Since human memory is so limited, and we can hardly fight back our absent-mindedness at times, Delicious.com can become our “external memory card” that can keep a record of all the language learning skill-building sites we encounter in our ventures over the Internet. As a personal experience, I must admit that I used to keep those links on a separate gmail account that I created for storage purposes. I systematically classified all sites, but now that I can compare what I used to do with the things I can do now in terms of web-link storage, Delicious! is a go-of-it.
All teachers craving for extra resources to use with students, in or out of class, are bound to find sites that are worthwhile sharing, but passing post-it notes with URLs and the like is something of the past, not only because those little papers get lost but also because free online services can allow us to have access to that information anywhere we are. Now I can tell my colleagues or fellow teachers to visit my Delicious! page and profit from the things I have stored for teaching/learning purposes.

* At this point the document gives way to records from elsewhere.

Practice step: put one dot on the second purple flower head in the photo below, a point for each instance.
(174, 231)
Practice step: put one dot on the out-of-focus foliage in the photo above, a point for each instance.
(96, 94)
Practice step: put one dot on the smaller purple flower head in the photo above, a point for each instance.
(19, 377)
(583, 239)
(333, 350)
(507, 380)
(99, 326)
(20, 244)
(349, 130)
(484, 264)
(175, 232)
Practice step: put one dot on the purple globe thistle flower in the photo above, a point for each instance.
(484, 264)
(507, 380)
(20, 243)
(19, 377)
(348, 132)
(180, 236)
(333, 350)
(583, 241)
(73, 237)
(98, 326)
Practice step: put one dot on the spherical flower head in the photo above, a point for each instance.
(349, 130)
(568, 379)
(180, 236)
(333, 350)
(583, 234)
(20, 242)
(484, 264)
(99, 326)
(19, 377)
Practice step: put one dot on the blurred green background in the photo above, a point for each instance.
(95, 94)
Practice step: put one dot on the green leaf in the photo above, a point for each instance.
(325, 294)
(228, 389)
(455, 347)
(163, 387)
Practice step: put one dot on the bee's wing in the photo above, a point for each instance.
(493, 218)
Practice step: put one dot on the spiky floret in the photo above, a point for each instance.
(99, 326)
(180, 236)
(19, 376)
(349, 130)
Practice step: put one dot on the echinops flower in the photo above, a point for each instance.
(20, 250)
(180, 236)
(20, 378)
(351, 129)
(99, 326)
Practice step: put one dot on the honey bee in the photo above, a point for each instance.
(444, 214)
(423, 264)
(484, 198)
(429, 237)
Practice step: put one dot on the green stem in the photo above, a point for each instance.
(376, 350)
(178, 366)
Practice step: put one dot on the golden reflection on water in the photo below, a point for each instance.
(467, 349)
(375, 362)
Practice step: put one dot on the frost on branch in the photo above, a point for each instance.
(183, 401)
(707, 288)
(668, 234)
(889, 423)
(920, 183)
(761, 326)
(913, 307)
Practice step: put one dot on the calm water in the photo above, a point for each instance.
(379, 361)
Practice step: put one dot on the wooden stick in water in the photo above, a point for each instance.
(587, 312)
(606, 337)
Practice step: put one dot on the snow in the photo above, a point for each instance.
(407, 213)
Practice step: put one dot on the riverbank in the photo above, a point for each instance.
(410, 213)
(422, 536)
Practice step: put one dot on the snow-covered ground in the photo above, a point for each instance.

And now that this E-teacher course has given room for the creation of a Internet-based teaching community, we participants should keep up with the expectations from our instructors to continue to share “vital” information to enhance our teaching anywhere we teach in this planet.
Hi Jonathan,
You are quite right. It is important to keep a record of the websites we have found useful for our teaching, but sometimes it's not so easy. Besides bookmarking the websites, I used to write all the URLs in a notebook with a short note about the site so that it is easier to find what you are looking for. But Delicious.com is much more convenient because it makes it easy to find the websites you need by looking at the tags. What is more, you can also look at the websites that others have bookmarked, so that by sharing our bookmarks we discover many other websites and learn about other possibilities that we were not aware of. Look at all the websites we have shared during these three weeks and how many new things we have learned from each other. And now that we have all our colleagues in our network, we can continue to share information about the websites we discover even when the course finishes. Great, isn't it?
All the best,
Nina
Dear Jonathan,
Your post is very nice. I like your writing. I agree with you, this Week has been a whole new experience for (I dare to say) all of us. We teachers, part of this great online course. I feel that I have learnt a lot since this course began and I am craving for more weeks like this.
You are so right about this URL saving provided by technology, the way I used to "bookmark" my links was righting them down on some paper, a paper that eventually got lost.
I like the fact of sharing and as you said using this tool will provide us great benefits even in the future, after this course is finished.
Best regards,
Tatiana
Nina and Tatiana,
thanks for your thoughtful insight on my reflection on our third week of class. It looks like with the pass of time in this course, we are bound to discover more online resources we have no idea that they existed before. I'm glad that you share my idea of continuous web-based exercises and resources sharing by means of our decilious! pages. I guess this should be a never-ending process of sharing for all of us teachers, no matter where we are in this planet.